After characterizing the alterobactins, the 2nd siderophores we identified from an open ocean bacterial isolate was the well-known terrestrial siderophore, aerobactin (Figure 1) [17]. As a result of the discovery of a common siderophore, we very nearly stopped the project, except that we were also working simultaneously on a series of siderophores from other open ocean isolates that had masses varying by 2 or 28 mass units. The close but distinct retention times on the HPLC of these compounds suggested they were related and possibly indicative of desaturation and variation by -CH2-CH22-, respectively, such as could occur in fatty acids. This mass variation turned out to be due to a suite of peptidic siderophores with a series of a fatty acid appendages, as shown for the first two suites of peptidic amphiphilic siderophores we isolated, the marinobactins and aquachelins (Figure 3) [15]. Thus, we didn’t abandon our investigations into marine microbial siderophores.
Suites of Amphiphilic Siderophores
Suites of siderophores with fatty acid appendages dominated the next set of siderophores we isolated from marine bacteria, with the discovery of the amphibactins (Figure 4) [18], which are rather hydrophobic with only four amino acids in the head group with a wide range in fatty acid appendages [18].
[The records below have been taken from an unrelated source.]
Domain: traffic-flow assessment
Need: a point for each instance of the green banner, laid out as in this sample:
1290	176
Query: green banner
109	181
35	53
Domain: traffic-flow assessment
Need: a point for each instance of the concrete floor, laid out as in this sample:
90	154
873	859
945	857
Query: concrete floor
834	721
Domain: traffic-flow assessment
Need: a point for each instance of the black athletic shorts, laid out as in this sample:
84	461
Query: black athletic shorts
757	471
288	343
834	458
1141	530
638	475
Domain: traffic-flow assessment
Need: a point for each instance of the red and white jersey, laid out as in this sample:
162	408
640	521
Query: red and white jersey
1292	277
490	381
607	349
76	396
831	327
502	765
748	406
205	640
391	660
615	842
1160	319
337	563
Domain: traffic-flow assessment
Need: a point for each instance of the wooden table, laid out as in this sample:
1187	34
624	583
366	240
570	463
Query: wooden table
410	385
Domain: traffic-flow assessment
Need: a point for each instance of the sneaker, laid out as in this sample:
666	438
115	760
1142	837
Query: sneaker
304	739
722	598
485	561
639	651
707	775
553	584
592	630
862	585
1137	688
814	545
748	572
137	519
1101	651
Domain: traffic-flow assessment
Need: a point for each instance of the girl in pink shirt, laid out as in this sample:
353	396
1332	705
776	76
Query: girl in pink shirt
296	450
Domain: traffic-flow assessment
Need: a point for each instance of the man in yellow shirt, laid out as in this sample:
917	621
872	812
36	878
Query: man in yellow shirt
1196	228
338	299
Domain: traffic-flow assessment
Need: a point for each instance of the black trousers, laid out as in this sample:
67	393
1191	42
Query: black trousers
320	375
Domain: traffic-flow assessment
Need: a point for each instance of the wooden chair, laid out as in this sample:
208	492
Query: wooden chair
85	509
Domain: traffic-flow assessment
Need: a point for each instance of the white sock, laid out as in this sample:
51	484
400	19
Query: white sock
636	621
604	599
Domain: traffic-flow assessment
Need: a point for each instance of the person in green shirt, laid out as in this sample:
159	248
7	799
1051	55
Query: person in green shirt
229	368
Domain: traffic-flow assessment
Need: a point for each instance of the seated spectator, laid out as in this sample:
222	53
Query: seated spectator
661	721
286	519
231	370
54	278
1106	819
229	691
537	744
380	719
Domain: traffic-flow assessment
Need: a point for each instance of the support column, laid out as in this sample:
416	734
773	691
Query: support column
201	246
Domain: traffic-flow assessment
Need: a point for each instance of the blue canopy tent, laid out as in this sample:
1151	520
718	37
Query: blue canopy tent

Subsequent discoveries of families of fatty acyl siderophores with variation in the fatty acid included loihichelins [19], moanachelins [20], and pacifibactins [21]. We also discovered citrate derived siderophores, such as the ochrobactins (Figure 4) in which fatty acids replaced the acetyl group of aerobactin (Figure 1), as well as the amphi-enterobactins (Figure 4) which are expanded version of enterobactin (Figure 1). The tri-Ser macrolactone core of enterobactin is expanded to a tetra-Ser core with a series of fatty acids appended to one of the Ser amines in the amphi-enterobactins [22], but they are also sufficiently hydrophobic that they require extraction from the bacterial pellet.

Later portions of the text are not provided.